I didn't want to lose him. I still didn't want him to go; but it wasn't my choice to make. I knew that there was a chance this might not work out between us.

And you know what?

I was okay with that.

Not every relationship is going to last forever, not outside of fairy tales. I might fall in love a hundred times before I found the one I'd want to spend the rest of my life with, and maybe that one would be Noah, maybe it wouldn't. I knew things might have to end, and I didn't want them to – but if they did, I'd deal with it.

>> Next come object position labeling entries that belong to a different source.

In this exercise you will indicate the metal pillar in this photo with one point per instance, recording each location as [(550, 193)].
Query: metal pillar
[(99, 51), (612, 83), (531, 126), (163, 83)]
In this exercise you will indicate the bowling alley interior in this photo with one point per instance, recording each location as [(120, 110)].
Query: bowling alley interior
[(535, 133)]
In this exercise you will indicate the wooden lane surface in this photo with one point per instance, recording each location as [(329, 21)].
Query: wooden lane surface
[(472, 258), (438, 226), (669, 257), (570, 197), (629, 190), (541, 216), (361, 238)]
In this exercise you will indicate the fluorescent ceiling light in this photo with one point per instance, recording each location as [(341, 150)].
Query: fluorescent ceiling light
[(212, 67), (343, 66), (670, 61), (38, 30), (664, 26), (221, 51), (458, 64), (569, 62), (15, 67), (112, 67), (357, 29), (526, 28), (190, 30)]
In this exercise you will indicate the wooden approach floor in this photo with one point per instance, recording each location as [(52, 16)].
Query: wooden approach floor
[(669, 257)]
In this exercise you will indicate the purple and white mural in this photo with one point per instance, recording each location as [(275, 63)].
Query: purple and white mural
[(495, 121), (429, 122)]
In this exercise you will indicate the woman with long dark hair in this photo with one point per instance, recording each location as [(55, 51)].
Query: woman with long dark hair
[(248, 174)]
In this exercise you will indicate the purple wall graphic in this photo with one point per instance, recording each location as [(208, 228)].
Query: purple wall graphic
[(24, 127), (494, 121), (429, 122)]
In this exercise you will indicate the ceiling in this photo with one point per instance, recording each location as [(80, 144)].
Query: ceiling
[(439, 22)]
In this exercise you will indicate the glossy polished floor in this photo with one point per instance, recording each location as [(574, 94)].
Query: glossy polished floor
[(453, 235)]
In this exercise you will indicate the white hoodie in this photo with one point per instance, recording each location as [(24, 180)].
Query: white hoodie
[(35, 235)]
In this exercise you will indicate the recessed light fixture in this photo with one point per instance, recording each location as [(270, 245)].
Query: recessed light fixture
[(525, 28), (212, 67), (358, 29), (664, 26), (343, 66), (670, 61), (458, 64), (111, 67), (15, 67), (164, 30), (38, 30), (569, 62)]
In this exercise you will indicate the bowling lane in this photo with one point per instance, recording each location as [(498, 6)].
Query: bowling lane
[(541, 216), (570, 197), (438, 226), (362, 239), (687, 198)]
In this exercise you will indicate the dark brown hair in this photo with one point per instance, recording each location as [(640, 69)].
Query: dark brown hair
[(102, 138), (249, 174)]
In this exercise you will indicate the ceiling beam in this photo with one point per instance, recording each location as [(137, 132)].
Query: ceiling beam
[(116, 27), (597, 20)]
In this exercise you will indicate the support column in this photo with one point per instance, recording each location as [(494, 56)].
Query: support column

Maybe I'd be the one to get my heart broken, waiting for some other guy to come piece it back together; but until then, I was happy to stay in love with Noah even if he was all the way over in Boston. I was living in the present.

I wanted it to last forever, though; the hopeless romantic in me hadn't died out just yet.

I walked up to the gate with Noah. A small queue of people filtered smoothly past the woman checking their boarding documents. He squeezed my hand and then turned to face me.

'It'll work out,' he told me. 'Somehow.'

'Now who's being the silly romantic?' I teased.

'I'll see you in a few weeks,' he told me. After a pause he said, 'I'll miss you.'

'I'm going to miss you too.' I went up on my toes to give him a kiss, before dropping back down. 'We're trying it at least. They can't say we didn't try.'

'Ever the pessimist, aren't we, Shelly?' he joked, tweaking my nose. 'I'll call you when I get there.'

'You better call your mom first,' I told him. 'She'll be mad if you don't tell her you landed safe.'

'I think you're right,' he laughed, and his arms wrapped around my waist.

'Final call for all passengers boarding the eight-oh-five to Boston . . .'

I sighed and hugged him tight, breathing in his scent. I knew it so well, but now I was trying to fix it into my senses permanently. He hugged me back, and I tried to memorize that feeling too – his arms around me, his face in my hair.

'I love you,' he breathed in my ear.

'I love you,' I replied, all of a sudden trying to hold back the tears that pricked behind my eyes. 'So much.'

'We'll try,' he told me, kissing me now, his lips soft and sweet on mine. He tasted like cotton candy, just like when we'd first kissed: he'd bought some from a sweet stand in the airport – 'For old times' sake.'

My fingers played with the hair at the nape of his neck, and the familiar sparks danced through me as we kissed. It was like all the happiness, all the sadness, all the hopes and fears – everything we had went into that kiss. What seemed like decades later, we broke apart, his forehead resting against mine.

'I have to go,' he murmured.

'I'll talk to you later. Good luck.'

He gave me his infamous smirk as he walked backward toward the gate. 'Luck? Shelly, you forget – this is Flynn you're talking to. I don't need luck.'

I laughed, and wasn't entirely shocked when a tear splashed down my cheek; I felt the salty taste on the corner of my mouth, where the memory of Noah's kisses lingered. 'Stupid violence junkie.'

He winked, laughing, and disappeared through the gate, out of sight.

A few minutes later, I stood by the windows, watching the plane roll down the runway, and I felt someone at my side, putting an arm around me. I leaned my head on Lee's shoulder. He didn't say anything, but he didn't have to. He was there for me, just like he always would be.

As Noah's plane built up speed and eased up into the air and the wheels left the ground, I felt myself smiling a little – a sad smile.

Maybe things really would work out with Noah. I hoped they did. I had my fingers crossed tightly by my side. Maybe things wouldn't work out with Noah – we'd meet other people, or we'd drift apart, or a long-distance relationship just wouldn't suit us. But whatever happened, I knew there was part of me that was always going to belong to Noah Flynn, the school bad-ass; a little piece of my heart that was always going to be his.

Whatever happens, I told myself, staring after Noah's plane, things are going to be okay.

'Just think,' Lee said then, 'all this, just from the kissing booth.'

I laughed, pushing him slightly, and he laughed too, squeezing me tight for a second before we turned away from the view of the empty runway, where the plane was lost somewhere in the cloudy sky, and walked off.